This was a retrospective case–control study in which the participants consisted of consecutive OAG patients who visited the glaucoma clinic of Asan Medical Center, Seoul, Korea, from March 2017 to February 2018. This study was approved by the Institutional Review Board at the Asan Medical Center, University of Ulsan, College of Medicine, Seoul, Korea. All procedures conformed to the Declaration of Helsinki.
All study participants underwent a comprehensive ophthalmologic examination, including assessment of past medical history, best-corrected visual acuity (BCVA), slit-lamp biomicroscopy, intraocular pressure (IOP) with Goldmann applanation tonometry (GAT), gonioscopy, axial length (AL) measurements with IOL master (Carl Zeiss Meditec, Dublin, CA, USA), central corneal thickness (CCT), dilated color fundus photography (Canon, Tokyo, Japan), stereoscopic photography of the ONH, and red-free RNFL photography (Canon). Participants also completed OCT-A (Angiovue; Optovue, Inc., Fremont, CA, USA), Cirrus HD spectral-domain optical coherence tomography (SD-OCT, Carl Zeiss Meditec), and Humphrey field analyzer Swedish Interactive Threshold Algorithm (SITA) 24-2 VF testing (Carl Zeiss Meditec). Systolic and diastolic blood pressures (BPs) were measured during outpatient clinic hours. Mean ocular perfusion pressure (OPP) was estimated as the difference between two-thirds of the mean arterial pressure (MAP) and IOP. MAP was derived as one-third systolic BP + two-thirds diastolic BP.
Participants in our study included those with OAG as well as normal healthy subjects. All participants were older than 18 years of age and had a BCVA of 20/30 or better, with refractive error between +3 and −8 diopters (D) sphere and ±3 D cylinder. OAG patients were required to meet the following criteria: (1) typical glaucomatous ONH appearance regardless of IOP level, that is, focal or generalized narrowing or disappearance of the neuroretinal rim, DH, cup-to-disc asymmetry > 0.2, and not explained by optic disc size or an RNFL defect; (2) open anterior chamber angles on gonioscopy in both eyes; and (3) glaucomatous VF defects confined to the superior hemifield, corresponding to ONH appearance with a mean deviation (MD) greater than −10 dB (decibel) for the purpose of evaluating eyes with early-to-moderate glaucomatous damage.

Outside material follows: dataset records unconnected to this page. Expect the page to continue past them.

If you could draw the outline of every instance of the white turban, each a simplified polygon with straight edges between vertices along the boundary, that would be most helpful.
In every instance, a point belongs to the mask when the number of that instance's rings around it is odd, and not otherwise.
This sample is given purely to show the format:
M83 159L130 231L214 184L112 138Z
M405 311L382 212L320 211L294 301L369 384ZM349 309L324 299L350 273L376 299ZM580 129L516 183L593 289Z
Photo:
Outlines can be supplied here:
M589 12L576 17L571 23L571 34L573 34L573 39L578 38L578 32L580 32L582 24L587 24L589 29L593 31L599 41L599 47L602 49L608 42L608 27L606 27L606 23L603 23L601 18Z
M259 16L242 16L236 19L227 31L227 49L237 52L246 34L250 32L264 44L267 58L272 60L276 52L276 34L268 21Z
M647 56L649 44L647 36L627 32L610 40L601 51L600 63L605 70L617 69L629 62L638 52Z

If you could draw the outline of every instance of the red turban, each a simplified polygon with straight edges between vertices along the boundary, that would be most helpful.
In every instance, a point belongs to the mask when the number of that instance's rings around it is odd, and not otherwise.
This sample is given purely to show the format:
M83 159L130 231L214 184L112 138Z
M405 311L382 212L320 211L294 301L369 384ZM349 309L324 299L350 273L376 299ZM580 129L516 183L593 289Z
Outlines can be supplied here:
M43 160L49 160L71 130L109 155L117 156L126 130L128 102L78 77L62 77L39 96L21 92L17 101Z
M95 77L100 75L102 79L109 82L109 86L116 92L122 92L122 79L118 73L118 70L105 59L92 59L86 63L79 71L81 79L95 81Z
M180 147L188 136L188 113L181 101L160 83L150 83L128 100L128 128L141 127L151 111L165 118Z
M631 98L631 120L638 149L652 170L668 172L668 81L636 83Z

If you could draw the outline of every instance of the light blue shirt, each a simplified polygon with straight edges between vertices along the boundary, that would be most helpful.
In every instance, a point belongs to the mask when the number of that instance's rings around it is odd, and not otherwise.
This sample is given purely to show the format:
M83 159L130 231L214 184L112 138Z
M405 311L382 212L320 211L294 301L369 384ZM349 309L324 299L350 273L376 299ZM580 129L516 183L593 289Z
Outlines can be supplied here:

13 As CMvD develops preferentially at the inferotemporal sector,
1–3we recruited the OAG patients with VF defects confined to a superior hemifield. To be defined as glaucomatous VF defects confined to superior hemifield, all of the following criteria had to be met: (1) three or more adjacent points with
P < 0.05 on a pattern deviation (PD) probability map, or two or more test points with
P < 0.02 or smaller on a PD probability map in a superior hemifield; (2) no clusters of three points with
P < 0.05 and no clusters of two points with
P < 0.02 on both the total deviation and PD probability maps in an inferior hemifield; (3) a glaucoma hemifield test (GHT) result that was outside normal limits
13 and confirmed on two consecutive reliable SITA VF tests. In eyes with glaucomatous superior hemifield VF defects, the first perimetric result was excluded from the analysis to obviate learning effects. In OAG eyes with superior hemifield VF defects, therefore, inferior hemiretinae were regarded as perimetrically affected hemiretinae, while superior hemiretinae were regarded as perimetrically intact hemiretinae. The normal healthy group consisted of subjects from the general eye clinic who had no family history of glaucoma, an IOP of less than 21 mm Hg, normal anterior and posterior segments upon ophthalmologic examination, normal VF test results (defined as a pattern standard deviation within 95% confidence interval [CI] and a GHT result within normal limits), and nonglaucomatous optic discs assessed and confirmed by glaucoma specialists (Y.H.J., M.S.K.).
Both OAG and healthy subjects were excluded if they had one or more of the following: excessively high myopia (spherical equivalent [SE] < −8 D) with severe myopic disc and fundus changes that impaired adequate ONH/VF evaluation for glaucoma; a history of intraocular surgery with the exception of uncomplicated cataract surgery; or a history of other ophthalmic diseases that could affect VF defects or ONH, including macular disease, diabetic retinopathy, or retinal vascular occlusive diseases. Unreliable VF results (fixation loss > 20%, false-positive error > 15%, and false-negative error > 15%) or poor-quality OCT/OCT-A images (with poor clarity or localized weak signal caused by artifact, motion artifacts, or segmentation error) were also excluded. If both eyes were eligible, one eye was randomly selected.